Tuesday, July 22, 2014
On Remand from the Supreme Court, Fisher Decided in the Fifth Circuit in Support of Affirmative Action Plan
Thanks so much to the bloggers at the Workplace Prof Blog for inviting me. I am excited to join such a great group as a guest blogger.
For my initial post, I’d like to discuss Fisher v. University of Texas at Austin and its analysis of race-conscious affirmative action under strict scrutiny, in light of the Fifth Circuit’s ruling in the case last Tuesday (following the Supreme Court’s remand order last year). My goal is to provide a starting point for dialogue on the continuing vitality of Fisher in supporting race-conscious affirmative action in various settings, including in the public workplace.
First, to provide some procedural background on the case, it was an open question as to whether the Fifth Circuit would send the case back down to the federal district court for further factfinding on the constitutional question under the Equal Protection Clause. After additional briefing and oral argument, the federal appellate court denied the University’s motion for remand, stating that while it had the discretion to remand the case to the district court, it found the existing record sufficient since no new factual issues needed to be addressed, and the mistake identified by the Supreme Court was made by the appellate court and the district court alike and in the same fashion. The Supreme Court, after hearing the case last year, remanded it for proper judicial assessment of the narrow tailoring requirement under strict scrutiny. Although the Supreme Court found the state university’s use of race in admissions decisions in order to achieve student body diversity a compelling governmental interest, in line with the Court’s decisions in Bakke and Grutter, the Court nonetheless remanded the case, stating that the reviewing court must independently assess whether UT-Austin’s plan was narrowly tailored to meet its diversity objective rather than defer to the University’s claims on this point.
On the merits of the case, the Fifth Circuit noted that under the correct strict scrutiny standard, it had to evaluate, without deference to the University, whether the school’s method of achieving student body diversity was narrowly tailored to meet its diversity goal based on the evidence presented. To satisfy the narrow tailoring requirement, the reviewing court must find that it is necessary for a university to use race for it to achieve the pedagogical benefits that flow from student diversity, and that no workable race-neutral alternatives would bring about these benefits. In conducting its independent assessment, the appellate court carefully reviewed the record concerning UT-Austin’s use of its race-neutral Top Ten Percent Plan to select over 80% of its Texas students, and the school’s additional use of an individualized, race-conscious holistic review process to select the small remaining percentage of students. The court noted that UT-Austin also engaged in various race-neutral outreach and scholarship programs to reach under-represented student populations.
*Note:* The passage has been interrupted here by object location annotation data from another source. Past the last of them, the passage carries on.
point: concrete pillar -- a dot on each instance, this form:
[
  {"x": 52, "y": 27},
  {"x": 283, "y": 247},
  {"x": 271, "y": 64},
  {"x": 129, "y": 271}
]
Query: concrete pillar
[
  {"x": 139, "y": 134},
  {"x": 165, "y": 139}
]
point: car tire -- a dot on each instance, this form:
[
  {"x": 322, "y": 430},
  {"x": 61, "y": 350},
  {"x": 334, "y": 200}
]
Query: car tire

In its evaluation, the court of appeals found that the school used a range of race-neutral methods to try to boost minority enrollment and selected the vast majority of its students through the race-neutral Top Ten Percent Plan. Further, the court explained that the University’s use of a holistic review that took into account the race of the applicants served to complement the pool of students admitted through the Top Ten Percent Plan by bringing in students who have much to contribute to the school’s diversity based on their various skills, achievements, and perspectives but who were overlooked using the Percent Plan alone. The court determined that this holistic review was a highly individualized and highly competitive process, and not a quota system. In attentively examining all of these facets of UT-Austin’s admissions program, the court held that the narrow tailoring requirement under strict scrutiny for race-conscious decisionmaking was satisfied, and affirmed the district court’s grant of summary judgment in favor of UT.
This was a 2-1 decision, with Judge Carolyn King joining Judge Patrick Higginbotham in the majority decision, and Judge Emilio Garza dissenting. Judge Garza in his dissent took issue with the meaning of a “critical mass” of student diversity, stating that the University framed its diversity objective as achieving a critical mass but was unable to objectively define this term. Because Judge Garza found that the school failed to clearly explain its goal and what “critical mass” requires, he did not think the court could make an independent determination on whether the school met its narrow tailoring burden.
The Fifth Circuit’s latest decision in Fisher is an important win for UT-Austin, and for affirmative action. Although Fisher concerns the constitutionality of affirmative action plans using race in the higher education setting, its analysis would apply to affirmative efforts involving race by other state actors and thus has implications for public employers who wish to use race-conscious affirmative action plans to attain a diverse workforce. As I discussed in a talk I gave at a symposium this past spring and further discuss in a forthcoming piece, the Supreme Court’s decision in Fisher, and now along with the Fifth Circuit’s recent decision on remand, can be used to help demonstrate the constitutional validity of race-conscious affirmative efforts in the public workplace to achieve workforce diversity.